The Decatur City Commission on Tuesday approved a budget of just under $40 million for the next fiscal year — a $7 million increase from the current year.
About 35% of the increase comes from a consolidation of the Active Living and Children and Youth Services divisions into the Parks and Recreation Department. City Manager Andrea Arnold wrote in the budget letter that the city is “in a strong financial and organizational position.”
Additionally, the budget will help further 60 items in the city’s 2020 Strategic Plan dealing with mobility, economic growth, civic trust, affordable housing, equity & racial justice and climate action. The plan has a 2030 deadline.
The budget affords an 8.5% increase in employee salaries that are not at the top of the salary range, and even larger increases for police and firefighter entry-level positions. The police raises are an attempt to help with recruitment. The Decatur Police Department’s vacancy rate has sat at around 20% for the past two years, according to the budget letter.
Police officer recruitment and retention has been an issue all over metro Atlanta. Gwinnett County reported more than 200 unfilled positions in its department last December.
The larger budget was achieved with a slight reduction in the property tax rate, because of rising home values.
“It was a team effort to put this together and I’m just really proud of what we’ve been able to achieve with the budget and what we’re going to be able to achieve with the budget that’s been adopted,” Arnold said.
Additionally, commissioners passed a new Decatur Town Center redevelopment plan.
Luis Calvo, a senior associate of urban design company MKSK, said the plan aims to improve accessibility by repaving sidewalks, adding a stage for performances and improving safety and signage features.
The first downtown plan was created in 1982. Commissioner Tony Powers, who was a senior in high school when the original plan passed, said it transformed downtown.
“If it had not been for that plan, I don’t know if I’d still be here,” Powers said. “What that plan gave us was a roadmap for the revitalization of downtown Decatur, and if you weren’t there in 1982 you have no idea what downtown Decatur was like.
“There was no variety, no diversity, no nightlife, there was nothing. It was a very different place. That plan gave our city life and breath.”

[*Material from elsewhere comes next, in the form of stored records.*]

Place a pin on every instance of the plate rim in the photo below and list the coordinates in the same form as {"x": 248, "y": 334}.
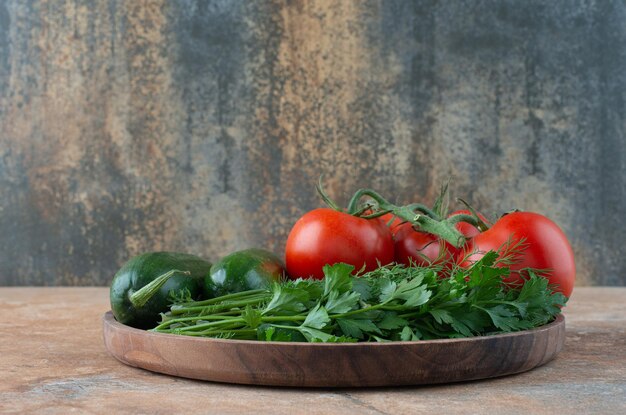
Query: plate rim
{"x": 109, "y": 319}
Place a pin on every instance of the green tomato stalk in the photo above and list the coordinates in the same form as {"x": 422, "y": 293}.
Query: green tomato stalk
{"x": 422, "y": 218}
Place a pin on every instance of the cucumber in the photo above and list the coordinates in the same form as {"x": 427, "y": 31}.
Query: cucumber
{"x": 162, "y": 273}
{"x": 250, "y": 269}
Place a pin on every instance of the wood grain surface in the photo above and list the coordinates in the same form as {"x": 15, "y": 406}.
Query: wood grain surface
{"x": 334, "y": 365}
{"x": 202, "y": 126}
{"x": 53, "y": 361}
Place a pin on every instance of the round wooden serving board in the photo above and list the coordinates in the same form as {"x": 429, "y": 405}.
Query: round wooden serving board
{"x": 334, "y": 365}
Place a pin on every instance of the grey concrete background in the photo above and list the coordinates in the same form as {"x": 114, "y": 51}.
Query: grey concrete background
{"x": 202, "y": 126}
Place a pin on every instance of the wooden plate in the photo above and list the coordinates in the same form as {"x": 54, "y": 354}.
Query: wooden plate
{"x": 334, "y": 365}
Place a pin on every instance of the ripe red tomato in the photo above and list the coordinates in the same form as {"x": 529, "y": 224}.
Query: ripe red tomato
{"x": 326, "y": 236}
{"x": 422, "y": 248}
{"x": 546, "y": 248}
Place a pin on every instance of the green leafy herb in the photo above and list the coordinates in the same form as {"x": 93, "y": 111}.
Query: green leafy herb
{"x": 392, "y": 303}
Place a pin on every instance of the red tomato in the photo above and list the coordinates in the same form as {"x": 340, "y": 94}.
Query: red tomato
{"x": 546, "y": 248}
{"x": 423, "y": 248}
{"x": 326, "y": 236}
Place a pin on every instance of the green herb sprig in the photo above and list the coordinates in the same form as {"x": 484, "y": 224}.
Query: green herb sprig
{"x": 392, "y": 303}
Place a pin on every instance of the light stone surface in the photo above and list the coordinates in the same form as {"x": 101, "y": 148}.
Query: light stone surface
{"x": 53, "y": 361}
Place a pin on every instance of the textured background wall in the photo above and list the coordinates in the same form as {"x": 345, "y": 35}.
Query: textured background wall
{"x": 202, "y": 126}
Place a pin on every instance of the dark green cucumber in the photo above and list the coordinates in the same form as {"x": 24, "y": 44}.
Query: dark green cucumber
{"x": 250, "y": 269}
{"x": 166, "y": 271}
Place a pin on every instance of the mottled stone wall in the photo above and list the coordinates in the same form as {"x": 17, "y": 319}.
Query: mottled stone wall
{"x": 202, "y": 126}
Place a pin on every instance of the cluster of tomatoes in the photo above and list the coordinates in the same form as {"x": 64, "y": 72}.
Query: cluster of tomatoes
{"x": 523, "y": 240}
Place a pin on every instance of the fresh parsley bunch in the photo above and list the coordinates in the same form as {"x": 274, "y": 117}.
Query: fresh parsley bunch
{"x": 391, "y": 303}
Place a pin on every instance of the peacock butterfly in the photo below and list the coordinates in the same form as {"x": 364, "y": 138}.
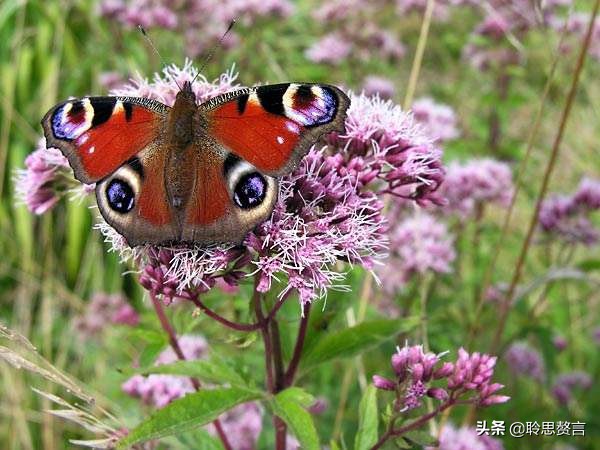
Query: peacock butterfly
{"x": 192, "y": 173}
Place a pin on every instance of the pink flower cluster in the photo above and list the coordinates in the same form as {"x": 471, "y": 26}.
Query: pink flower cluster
{"x": 242, "y": 425}
{"x": 576, "y": 25}
{"x": 415, "y": 370}
{"x": 105, "y": 309}
{"x": 357, "y": 37}
{"x": 420, "y": 243}
{"x": 476, "y": 183}
{"x": 524, "y": 360}
{"x": 327, "y": 210}
{"x": 465, "y": 438}
{"x": 160, "y": 390}
{"x": 568, "y": 216}
{"x": 496, "y": 39}
{"x": 202, "y": 22}
{"x": 565, "y": 383}
{"x": 438, "y": 119}
{"x": 441, "y": 10}
{"x": 40, "y": 185}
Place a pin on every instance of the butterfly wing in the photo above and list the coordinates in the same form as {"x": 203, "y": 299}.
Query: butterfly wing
{"x": 272, "y": 127}
{"x": 115, "y": 143}
{"x": 252, "y": 137}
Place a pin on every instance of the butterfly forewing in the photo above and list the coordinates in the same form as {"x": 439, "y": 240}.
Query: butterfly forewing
{"x": 159, "y": 181}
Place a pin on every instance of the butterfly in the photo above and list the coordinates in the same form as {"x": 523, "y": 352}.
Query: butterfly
{"x": 192, "y": 173}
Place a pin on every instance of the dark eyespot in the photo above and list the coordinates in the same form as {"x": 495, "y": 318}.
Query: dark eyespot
{"x": 120, "y": 195}
{"x": 250, "y": 190}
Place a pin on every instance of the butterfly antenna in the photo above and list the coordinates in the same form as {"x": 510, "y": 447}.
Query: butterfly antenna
{"x": 143, "y": 31}
{"x": 214, "y": 48}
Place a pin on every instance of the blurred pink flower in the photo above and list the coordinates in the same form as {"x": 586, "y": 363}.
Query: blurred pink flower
{"x": 375, "y": 85}
{"x": 160, "y": 390}
{"x": 565, "y": 383}
{"x": 328, "y": 209}
{"x": 438, "y": 119}
{"x": 41, "y": 185}
{"x": 202, "y": 22}
{"x": 475, "y": 184}
{"x": 492, "y": 46}
{"x": 415, "y": 369}
{"x": 420, "y": 243}
{"x": 465, "y": 438}
{"x": 331, "y": 49}
{"x": 524, "y": 360}
{"x": 104, "y": 310}
{"x": 358, "y": 34}
{"x": 568, "y": 216}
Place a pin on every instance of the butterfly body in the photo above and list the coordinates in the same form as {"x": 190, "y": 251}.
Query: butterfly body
{"x": 192, "y": 173}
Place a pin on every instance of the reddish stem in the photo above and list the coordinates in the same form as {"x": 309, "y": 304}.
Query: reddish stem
{"x": 295, "y": 361}
{"x": 391, "y": 432}
{"x": 166, "y": 325}
{"x": 244, "y": 327}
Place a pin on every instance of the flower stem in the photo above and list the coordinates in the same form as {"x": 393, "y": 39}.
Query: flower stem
{"x": 416, "y": 66}
{"x": 295, "y": 361}
{"x": 222, "y": 320}
{"x": 418, "y": 423}
{"x": 166, "y": 325}
{"x": 491, "y": 267}
{"x": 280, "y": 426}
{"x": 505, "y": 306}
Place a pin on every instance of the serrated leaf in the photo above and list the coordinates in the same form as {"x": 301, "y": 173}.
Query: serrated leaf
{"x": 368, "y": 420}
{"x": 188, "y": 412}
{"x": 354, "y": 340}
{"x": 422, "y": 438}
{"x": 286, "y": 405}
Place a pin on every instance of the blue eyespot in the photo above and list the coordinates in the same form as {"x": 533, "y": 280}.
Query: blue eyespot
{"x": 120, "y": 196}
{"x": 250, "y": 191}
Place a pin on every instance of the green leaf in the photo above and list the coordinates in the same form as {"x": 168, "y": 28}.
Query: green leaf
{"x": 188, "y": 412}
{"x": 589, "y": 265}
{"x": 354, "y": 340}
{"x": 212, "y": 370}
{"x": 290, "y": 406}
{"x": 368, "y": 420}
{"x": 421, "y": 438}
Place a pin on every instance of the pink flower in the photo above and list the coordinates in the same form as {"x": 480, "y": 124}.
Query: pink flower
{"x": 474, "y": 184}
{"x": 160, "y": 390}
{"x": 565, "y": 384}
{"x": 331, "y": 49}
{"x": 242, "y": 425}
{"x": 418, "y": 244}
{"x": 415, "y": 369}
{"x": 465, "y": 438}
{"x": 202, "y": 22}
{"x": 524, "y": 360}
{"x": 381, "y": 86}
{"x": 568, "y": 216}
{"x": 104, "y": 310}
{"x": 43, "y": 182}
{"x": 439, "y": 120}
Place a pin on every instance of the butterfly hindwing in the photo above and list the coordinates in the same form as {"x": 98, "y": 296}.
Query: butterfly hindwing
{"x": 200, "y": 174}
{"x": 273, "y": 126}
{"x": 134, "y": 199}
{"x": 229, "y": 199}
{"x": 99, "y": 134}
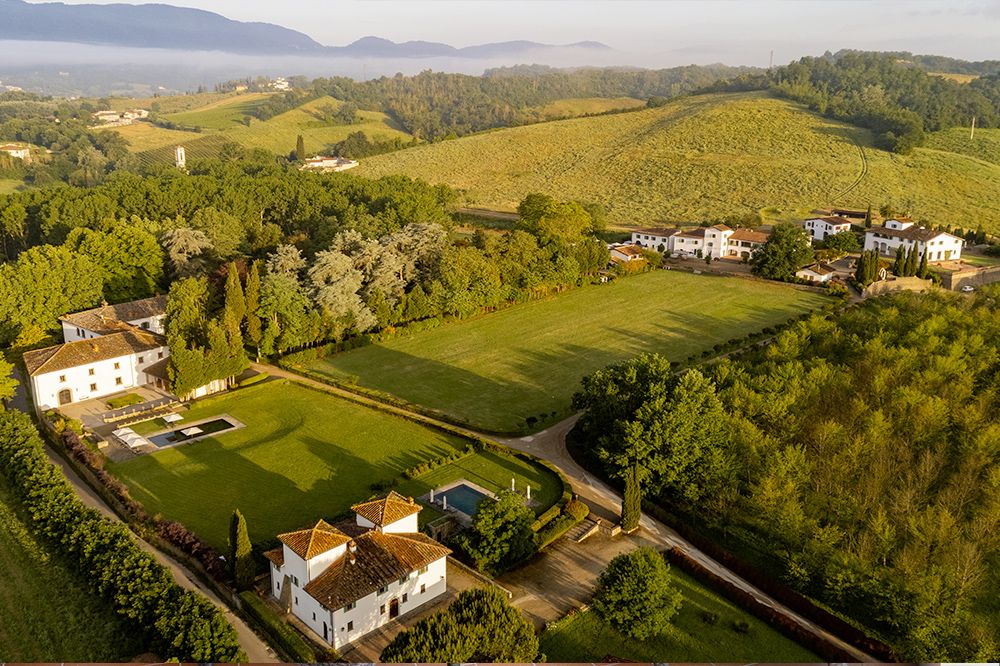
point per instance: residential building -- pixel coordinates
(17, 150)
(819, 272)
(656, 238)
(743, 242)
(940, 245)
(348, 580)
(106, 350)
(821, 227)
(328, 164)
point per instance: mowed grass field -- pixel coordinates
(496, 370)
(47, 613)
(221, 122)
(704, 157)
(584, 637)
(304, 455)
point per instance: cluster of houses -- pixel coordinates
(20, 151)
(106, 350)
(120, 118)
(321, 164)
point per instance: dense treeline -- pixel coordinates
(176, 624)
(857, 454)
(896, 101)
(435, 105)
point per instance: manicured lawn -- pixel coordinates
(303, 455)
(497, 370)
(47, 613)
(586, 638)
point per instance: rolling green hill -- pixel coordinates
(705, 157)
(220, 121)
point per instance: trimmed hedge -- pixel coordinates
(176, 624)
(748, 602)
(293, 647)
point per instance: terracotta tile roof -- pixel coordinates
(102, 319)
(378, 559)
(387, 510)
(83, 352)
(750, 235)
(921, 234)
(309, 543)
(657, 231)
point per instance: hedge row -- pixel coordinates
(170, 531)
(434, 463)
(775, 589)
(748, 602)
(280, 635)
(176, 624)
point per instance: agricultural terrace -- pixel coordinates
(498, 370)
(47, 613)
(703, 157)
(304, 455)
(222, 122)
(703, 631)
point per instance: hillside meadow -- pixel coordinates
(497, 371)
(704, 157)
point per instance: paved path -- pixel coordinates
(257, 650)
(550, 445)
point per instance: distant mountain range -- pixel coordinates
(180, 28)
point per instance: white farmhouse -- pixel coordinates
(657, 239)
(819, 272)
(347, 582)
(940, 245)
(821, 227)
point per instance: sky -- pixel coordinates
(662, 31)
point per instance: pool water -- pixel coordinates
(462, 498)
(177, 437)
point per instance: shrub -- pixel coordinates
(279, 634)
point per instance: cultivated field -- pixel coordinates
(47, 613)
(221, 121)
(497, 370)
(703, 157)
(304, 455)
(585, 637)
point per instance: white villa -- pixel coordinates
(940, 245)
(328, 164)
(107, 350)
(821, 227)
(347, 581)
(718, 241)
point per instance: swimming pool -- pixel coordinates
(177, 437)
(462, 497)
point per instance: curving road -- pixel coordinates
(550, 445)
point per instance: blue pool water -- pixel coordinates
(462, 497)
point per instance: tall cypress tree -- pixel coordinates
(241, 552)
(252, 303)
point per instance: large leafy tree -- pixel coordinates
(786, 251)
(500, 534)
(635, 594)
(479, 626)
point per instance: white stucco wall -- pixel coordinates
(102, 374)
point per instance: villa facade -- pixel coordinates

Mary Karwoski, a spokesperson for the Decatur Downtown Neighbors committee, expressed concern that the proposal was “heavy on economic development but not so much on community development.”
Similarly, Commissioner Lesa Mayer raised lamented the loss of green space and advocated for bringing in accessible businesses that will benefit people across many socioeconomic backgrounds, such as an affordable grocery store.
“I don’t want to be an elitist city — I never have, I never will,” Mayer said. “I want to be an inclusive city, filled with interesting, fascinating people that I can learn from, where I can grow and be a better person every day that I get to live in that community. While a lot of this plan covers that, it also has the opportunity to really go left, and so I want to challenge us all to watch that.”
Additionally, the Commission approved moving forward with plans on a $4.5 million project to repair and resurface Church Street.
This year is particularly special for the city, which is celebrating its bicentennial. There are continuing celebrations each month, culminating with the town’s founding date in the first weekend of December.